Wohnungseigentümer müssen Mängel am Gemeinschaftseigentum beseitigen, damit alle Mitglieder der Gemeinschaft ihre Einheiten dem Zweck entsprechend nutzen können. So müssen zum Beispiel feuchte Wände umgehend saniert werden. Die Wüstenrot Bausparkasse, ein Unternehmen der Wüstenrot & Württembergische-Gruppe, weist auf ein aktuelles Urteil des Bundesgerichtshofs (V ZR 203/17) hin.

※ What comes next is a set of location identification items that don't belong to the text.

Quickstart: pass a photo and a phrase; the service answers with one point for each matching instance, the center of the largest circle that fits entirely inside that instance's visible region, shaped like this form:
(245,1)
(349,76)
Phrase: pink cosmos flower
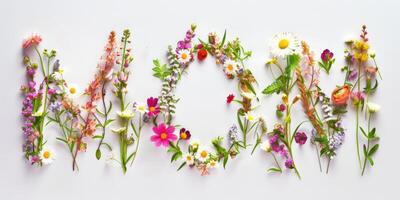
(163,135)
(154,108)
(34,39)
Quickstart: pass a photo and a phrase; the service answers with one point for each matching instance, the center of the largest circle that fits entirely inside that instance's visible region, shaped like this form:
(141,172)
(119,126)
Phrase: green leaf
(275,87)
(371,161)
(97,137)
(62,140)
(98,154)
(108,122)
(223,40)
(226,157)
(373,150)
(160,70)
(363,132)
(273,169)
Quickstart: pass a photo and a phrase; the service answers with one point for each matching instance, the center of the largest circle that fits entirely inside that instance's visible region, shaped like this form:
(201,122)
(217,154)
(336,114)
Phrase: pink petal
(170,129)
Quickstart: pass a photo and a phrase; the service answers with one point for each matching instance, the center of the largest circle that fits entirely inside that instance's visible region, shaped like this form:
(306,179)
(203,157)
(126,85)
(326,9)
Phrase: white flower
(110,158)
(141,108)
(203,153)
(250,117)
(266,146)
(349,39)
(57,76)
(373,107)
(271,61)
(72,91)
(212,164)
(188,158)
(230,67)
(184,56)
(284,44)
(126,114)
(194,144)
(47,155)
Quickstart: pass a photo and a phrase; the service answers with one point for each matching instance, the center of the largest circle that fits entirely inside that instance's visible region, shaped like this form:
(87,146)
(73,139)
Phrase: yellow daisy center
(72,90)
(184,56)
(46,154)
(163,136)
(183,135)
(283,44)
(204,154)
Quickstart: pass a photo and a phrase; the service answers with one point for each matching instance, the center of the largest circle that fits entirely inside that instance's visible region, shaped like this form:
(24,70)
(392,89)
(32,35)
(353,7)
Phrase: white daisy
(230,67)
(203,153)
(188,158)
(72,91)
(212,164)
(284,44)
(184,56)
(47,156)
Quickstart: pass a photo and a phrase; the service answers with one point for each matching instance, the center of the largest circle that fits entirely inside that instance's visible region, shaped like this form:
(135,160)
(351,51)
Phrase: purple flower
(289,163)
(55,106)
(300,137)
(326,55)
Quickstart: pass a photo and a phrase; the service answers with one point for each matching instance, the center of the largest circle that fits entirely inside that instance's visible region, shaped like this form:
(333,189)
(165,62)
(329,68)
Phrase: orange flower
(340,95)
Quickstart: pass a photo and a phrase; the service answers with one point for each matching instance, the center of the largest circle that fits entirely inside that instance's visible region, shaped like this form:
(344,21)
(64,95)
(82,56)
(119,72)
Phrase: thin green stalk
(357,117)
(368,145)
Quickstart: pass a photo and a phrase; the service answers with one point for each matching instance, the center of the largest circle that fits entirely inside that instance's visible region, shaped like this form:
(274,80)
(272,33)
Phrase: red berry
(202,54)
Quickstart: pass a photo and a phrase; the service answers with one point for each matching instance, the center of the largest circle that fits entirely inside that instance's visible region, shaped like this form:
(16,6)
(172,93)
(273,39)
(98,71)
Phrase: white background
(78,30)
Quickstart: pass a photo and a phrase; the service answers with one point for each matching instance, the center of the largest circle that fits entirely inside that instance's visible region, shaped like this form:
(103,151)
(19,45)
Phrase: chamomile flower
(212,164)
(284,44)
(72,91)
(188,158)
(230,67)
(184,56)
(47,156)
(203,153)
(250,117)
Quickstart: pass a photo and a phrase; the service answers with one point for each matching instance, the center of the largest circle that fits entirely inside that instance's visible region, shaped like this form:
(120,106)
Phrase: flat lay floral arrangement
(103,111)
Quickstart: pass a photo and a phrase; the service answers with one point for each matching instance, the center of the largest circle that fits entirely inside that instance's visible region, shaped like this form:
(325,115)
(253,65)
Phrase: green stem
(368,144)
(357,117)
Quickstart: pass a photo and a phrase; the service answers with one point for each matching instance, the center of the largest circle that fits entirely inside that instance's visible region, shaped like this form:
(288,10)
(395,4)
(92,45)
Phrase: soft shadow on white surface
(78,29)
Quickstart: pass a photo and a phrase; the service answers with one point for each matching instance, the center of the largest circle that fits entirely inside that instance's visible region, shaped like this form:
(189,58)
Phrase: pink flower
(34,39)
(300,137)
(230,98)
(326,55)
(154,108)
(163,135)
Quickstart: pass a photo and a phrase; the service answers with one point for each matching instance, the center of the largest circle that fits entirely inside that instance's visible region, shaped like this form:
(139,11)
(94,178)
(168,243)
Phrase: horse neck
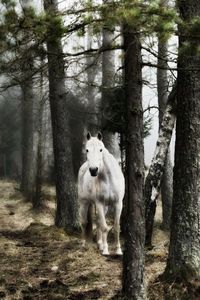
(108,159)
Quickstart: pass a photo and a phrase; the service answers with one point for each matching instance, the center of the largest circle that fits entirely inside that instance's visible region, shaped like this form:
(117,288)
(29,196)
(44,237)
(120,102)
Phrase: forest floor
(40,261)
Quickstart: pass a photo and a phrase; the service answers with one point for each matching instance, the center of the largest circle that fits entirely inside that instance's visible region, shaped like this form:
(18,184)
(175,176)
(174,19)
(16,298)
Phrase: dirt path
(39,261)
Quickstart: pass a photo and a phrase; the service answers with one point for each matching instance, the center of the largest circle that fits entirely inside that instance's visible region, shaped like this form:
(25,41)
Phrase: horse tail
(89,226)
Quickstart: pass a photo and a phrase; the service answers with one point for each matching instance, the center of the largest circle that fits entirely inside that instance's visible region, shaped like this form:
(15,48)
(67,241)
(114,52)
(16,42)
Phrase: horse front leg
(102,230)
(84,206)
(118,210)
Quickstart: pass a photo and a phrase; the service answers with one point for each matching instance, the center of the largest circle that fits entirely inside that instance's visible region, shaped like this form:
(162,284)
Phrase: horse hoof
(118,252)
(105,252)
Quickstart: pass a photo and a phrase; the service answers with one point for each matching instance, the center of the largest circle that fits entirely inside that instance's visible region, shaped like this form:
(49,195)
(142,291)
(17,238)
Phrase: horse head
(94,152)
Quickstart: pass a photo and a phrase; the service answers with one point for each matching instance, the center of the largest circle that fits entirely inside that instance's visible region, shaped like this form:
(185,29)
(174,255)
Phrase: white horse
(101,182)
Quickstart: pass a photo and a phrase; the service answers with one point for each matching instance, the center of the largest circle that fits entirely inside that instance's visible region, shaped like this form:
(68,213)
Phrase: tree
(162,87)
(133,260)
(67,210)
(155,174)
(108,83)
(28,176)
(184,251)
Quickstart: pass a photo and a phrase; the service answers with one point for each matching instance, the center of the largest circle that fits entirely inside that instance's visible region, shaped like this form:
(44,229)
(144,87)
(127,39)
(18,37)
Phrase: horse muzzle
(93,172)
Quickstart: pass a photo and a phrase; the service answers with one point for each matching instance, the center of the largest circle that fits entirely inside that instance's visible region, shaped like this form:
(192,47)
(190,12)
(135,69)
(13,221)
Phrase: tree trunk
(133,260)
(162,86)
(37,201)
(27,180)
(154,177)
(67,208)
(184,251)
(108,82)
(91,73)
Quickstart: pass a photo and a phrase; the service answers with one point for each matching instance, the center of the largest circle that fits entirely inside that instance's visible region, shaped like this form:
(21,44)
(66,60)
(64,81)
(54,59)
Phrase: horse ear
(88,136)
(99,136)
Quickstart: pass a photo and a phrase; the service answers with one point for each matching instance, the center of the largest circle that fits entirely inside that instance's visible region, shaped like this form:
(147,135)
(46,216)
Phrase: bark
(67,210)
(154,177)
(27,180)
(91,72)
(133,259)
(37,201)
(162,87)
(184,251)
(108,83)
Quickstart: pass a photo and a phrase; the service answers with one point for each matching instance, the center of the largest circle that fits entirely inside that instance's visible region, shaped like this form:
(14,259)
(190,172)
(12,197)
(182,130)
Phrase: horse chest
(98,188)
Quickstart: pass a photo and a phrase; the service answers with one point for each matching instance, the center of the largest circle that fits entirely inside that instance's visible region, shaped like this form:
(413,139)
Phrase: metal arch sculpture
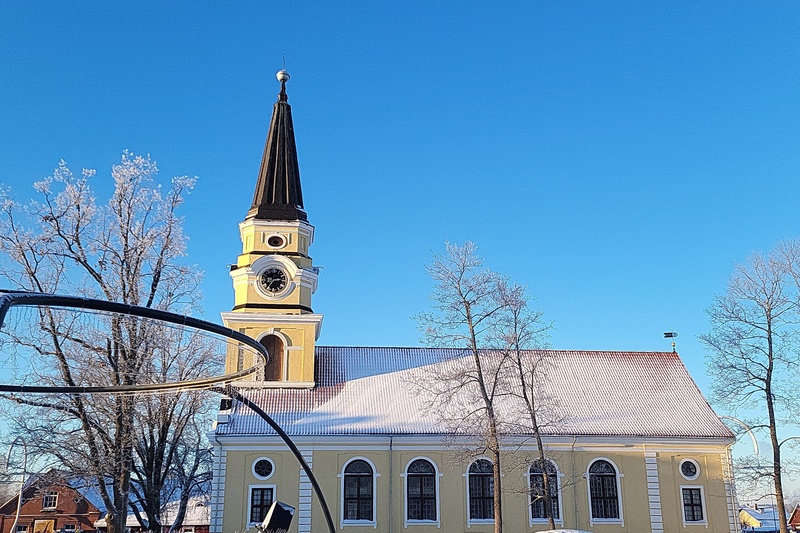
(218,384)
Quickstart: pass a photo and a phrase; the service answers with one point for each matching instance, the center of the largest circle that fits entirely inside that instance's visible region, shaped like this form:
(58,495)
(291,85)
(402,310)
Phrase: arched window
(421,490)
(539,471)
(274,369)
(358,491)
(603,491)
(481,490)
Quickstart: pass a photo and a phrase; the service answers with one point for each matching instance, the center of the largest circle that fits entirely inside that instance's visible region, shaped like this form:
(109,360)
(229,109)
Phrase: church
(640,449)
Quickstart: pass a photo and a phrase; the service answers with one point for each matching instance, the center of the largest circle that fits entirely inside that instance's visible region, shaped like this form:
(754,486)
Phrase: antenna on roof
(671,335)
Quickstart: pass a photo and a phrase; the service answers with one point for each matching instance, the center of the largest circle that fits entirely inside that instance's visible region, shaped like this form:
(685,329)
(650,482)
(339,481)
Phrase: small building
(50,503)
(759,519)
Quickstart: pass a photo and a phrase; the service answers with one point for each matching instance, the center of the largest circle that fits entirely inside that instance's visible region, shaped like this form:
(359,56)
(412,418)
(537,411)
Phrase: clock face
(689,469)
(273,280)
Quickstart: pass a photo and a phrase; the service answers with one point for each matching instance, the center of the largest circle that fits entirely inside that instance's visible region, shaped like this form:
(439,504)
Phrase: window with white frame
(421,491)
(690,469)
(692,498)
(481,490)
(540,472)
(358,494)
(603,491)
(50,500)
(263,468)
(261,498)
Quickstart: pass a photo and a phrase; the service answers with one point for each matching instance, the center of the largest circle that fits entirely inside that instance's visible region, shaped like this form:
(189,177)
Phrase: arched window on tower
(274,369)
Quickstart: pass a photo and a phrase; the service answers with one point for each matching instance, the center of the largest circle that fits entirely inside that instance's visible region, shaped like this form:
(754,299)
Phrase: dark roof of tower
(278,194)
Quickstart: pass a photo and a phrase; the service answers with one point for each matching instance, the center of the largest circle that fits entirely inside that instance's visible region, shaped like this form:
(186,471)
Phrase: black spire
(278,194)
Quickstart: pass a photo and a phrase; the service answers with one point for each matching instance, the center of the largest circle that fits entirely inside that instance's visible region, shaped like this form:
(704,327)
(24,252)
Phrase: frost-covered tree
(521,333)
(754,348)
(129,249)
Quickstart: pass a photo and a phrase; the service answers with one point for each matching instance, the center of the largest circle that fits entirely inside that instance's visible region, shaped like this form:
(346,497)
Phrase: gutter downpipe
(574,485)
(391,483)
(22,481)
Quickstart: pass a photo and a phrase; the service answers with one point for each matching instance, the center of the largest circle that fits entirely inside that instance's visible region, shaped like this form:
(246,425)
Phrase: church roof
(369,390)
(278,195)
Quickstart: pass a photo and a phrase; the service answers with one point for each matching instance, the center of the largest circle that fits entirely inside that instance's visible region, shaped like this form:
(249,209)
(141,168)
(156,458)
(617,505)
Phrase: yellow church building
(639,450)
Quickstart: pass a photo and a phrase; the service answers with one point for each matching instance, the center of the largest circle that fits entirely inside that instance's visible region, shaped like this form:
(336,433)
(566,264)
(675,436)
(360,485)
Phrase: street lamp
(22,481)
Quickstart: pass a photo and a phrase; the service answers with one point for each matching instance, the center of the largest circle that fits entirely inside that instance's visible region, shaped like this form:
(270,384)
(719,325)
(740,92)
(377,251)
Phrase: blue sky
(618,158)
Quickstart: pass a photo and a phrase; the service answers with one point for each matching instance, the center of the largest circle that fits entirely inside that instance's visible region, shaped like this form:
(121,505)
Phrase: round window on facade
(689,469)
(263,468)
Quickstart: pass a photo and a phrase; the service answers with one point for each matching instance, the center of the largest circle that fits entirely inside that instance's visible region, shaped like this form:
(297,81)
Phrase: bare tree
(129,250)
(754,348)
(522,334)
(466,302)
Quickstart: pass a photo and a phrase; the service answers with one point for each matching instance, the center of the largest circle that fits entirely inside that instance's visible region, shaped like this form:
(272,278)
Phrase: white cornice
(300,225)
(271,319)
(437,442)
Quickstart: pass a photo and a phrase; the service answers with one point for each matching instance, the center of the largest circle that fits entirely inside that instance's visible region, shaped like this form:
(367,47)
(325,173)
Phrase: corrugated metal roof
(372,390)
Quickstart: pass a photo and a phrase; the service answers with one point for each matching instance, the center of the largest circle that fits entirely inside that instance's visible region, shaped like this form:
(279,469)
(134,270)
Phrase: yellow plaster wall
(328,465)
(299,348)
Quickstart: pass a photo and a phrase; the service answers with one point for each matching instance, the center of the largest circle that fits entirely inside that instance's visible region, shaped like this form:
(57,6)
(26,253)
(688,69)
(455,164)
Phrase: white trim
(704,521)
(696,469)
(232,318)
(271,473)
(436,476)
(284,237)
(433,442)
(250,500)
(533,521)
(592,520)
(375,476)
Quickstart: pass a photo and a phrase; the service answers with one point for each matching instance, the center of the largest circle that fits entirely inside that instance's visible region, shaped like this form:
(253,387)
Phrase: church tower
(274,277)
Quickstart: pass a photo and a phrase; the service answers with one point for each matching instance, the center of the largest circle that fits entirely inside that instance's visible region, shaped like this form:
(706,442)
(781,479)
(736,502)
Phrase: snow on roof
(370,390)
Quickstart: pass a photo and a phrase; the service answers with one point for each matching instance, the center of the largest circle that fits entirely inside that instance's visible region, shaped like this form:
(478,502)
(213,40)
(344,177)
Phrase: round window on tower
(276,241)
(689,469)
(263,468)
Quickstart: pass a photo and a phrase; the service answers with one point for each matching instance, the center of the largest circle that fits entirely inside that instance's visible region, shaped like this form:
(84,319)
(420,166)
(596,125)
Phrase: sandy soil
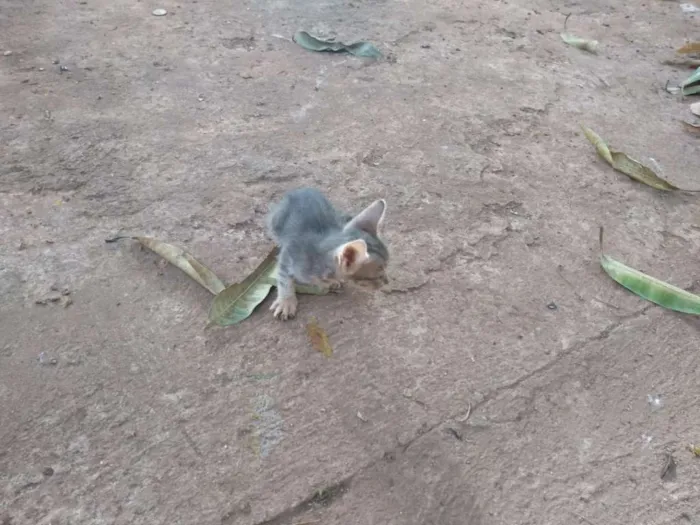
(504,380)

Im entschiedenen Fall ging es um einen Altbau aus dem Jahr 1890, der 1986 in 15 Wohnungs- und Teileigentumsrechte aufgeteilt worden war. Bei drei Einheiten im Tiefparterre des Gebäudes, die als Naturheilpraxis und Büros genutzt wurden, lagen massive Durchfeuchtungen der Innen- und Außenwände vor. Aus zwei vorliegenden Gutachten ergaben sich die Ursachen und die notwendigen Sanierungsmaßnahmen. Die betroffenen Eigentümer beantragten daher, einen Beschluss über die in den Gutachten vorgeschlagene Sanierung zu treffen. Die Mehrheit der Eigentümer stimmte dagegen, weil ihr die Sanierungskosten von rund 300.000 Euro zu hoch waren. Die betroffenen Eigentümer konnten daraufhin die notwendige Sanierung im Wege der Klage durchsetzen.

Laut dem Urteil müssen massive Durchfeuchtungen der Innen- und Außenwände nicht hingenommen werden, da die betroffenen Einheiten damit weder zum Wohnen noch als gewerbliche Einheiten genutzt werden könnten. Dies gelte auch bei alten Gebäuden, selbst wenn noch kein gesundheitsschädlicher Schimmel aufgetreten sei. Die Sanierung sei entsprechend dem heutigen Baustandard durchzuführen. In aller Regel könne sich dabei die Eigentümergemeinschaft nicht darauf berufen, dass die Kosten unverhältnismäßig hoch seien.